I realized that I wanted to pass on to them some nuggets of wisdom I had gathered over the years as well as help them develop into good citizens. In a sense, I needed to pass on to them my survival strategies, ethics and social morality. Not so different from the situation in other cultures in which grandmothers are the guardians of traditional values, the possessors of indigenous knowledge and the storytellers of family history.

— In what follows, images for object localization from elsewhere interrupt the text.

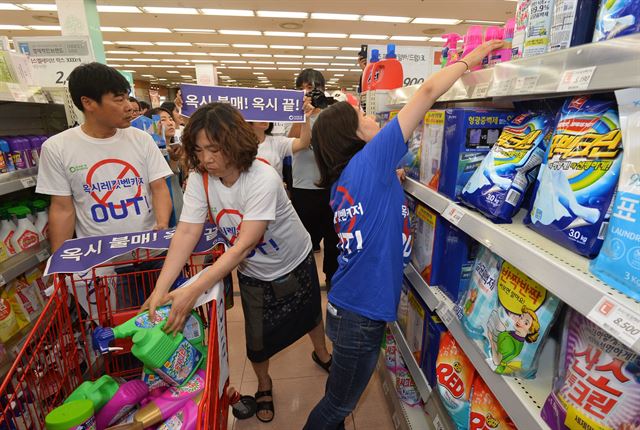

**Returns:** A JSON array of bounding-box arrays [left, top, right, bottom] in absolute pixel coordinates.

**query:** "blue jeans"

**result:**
[[304, 304, 386, 430]]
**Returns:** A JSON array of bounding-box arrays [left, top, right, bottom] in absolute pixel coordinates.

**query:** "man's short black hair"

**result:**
[[68, 62, 130, 111], [295, 69, 325, 91], [139, 100, 151, 110], [145, 107, 172, 119], [160, 101, 177, 113]]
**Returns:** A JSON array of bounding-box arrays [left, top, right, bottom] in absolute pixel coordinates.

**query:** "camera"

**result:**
[[306, 88, 336, 109]]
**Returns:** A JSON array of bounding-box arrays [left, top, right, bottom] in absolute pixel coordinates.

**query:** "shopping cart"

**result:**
[[0, 243, 230, 429]]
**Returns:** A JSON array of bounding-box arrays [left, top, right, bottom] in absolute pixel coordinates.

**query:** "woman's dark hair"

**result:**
[[160, 101, 177, 113], [139, 100, 151, 111], [68, 62, 130, 111], [312, 101, 366, 188], [129, 96, 140, 110], [182, 103, 258, 173], [296, 68, 325, 91], [265, 123, 274, 135], [144, 107, 173, 119]]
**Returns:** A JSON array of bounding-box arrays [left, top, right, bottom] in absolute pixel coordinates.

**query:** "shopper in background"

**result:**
[[37, 62, 174, 307], [128, 96, 141, 118], [303, 40, 503, 430], [144, 102, 331, 424], [357, 49, 367, 94], [139, 100, 150, 116], [289, 69, 339, 290], [160, 101, 185, 142]]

Research indicates that grandmothers – particularly those in developing countries – help grandchildren survive and thrive into adulthood. This is known as the Grandmother effect. In most societies, grandmothers provide at least some financial aid to their grandchildren as well as helping their children with domestic chores and childcare assistance. The U. S. Census Bureau has been tracking the numbers of grandparents caring for their grandkids – today there are upwards of 1.5 million working grandparents who are also supervising the younger generation.
In recent years, there has been a Granny boom due to the increased life expectancy and quality of life among seniors. With these increased numbers, the role of grandmothers will likely take on even greater importance in the rearing of children in years to come. With everything else changing so rapidly, the stability that a grandmother can provide can be just the anchor a child needs.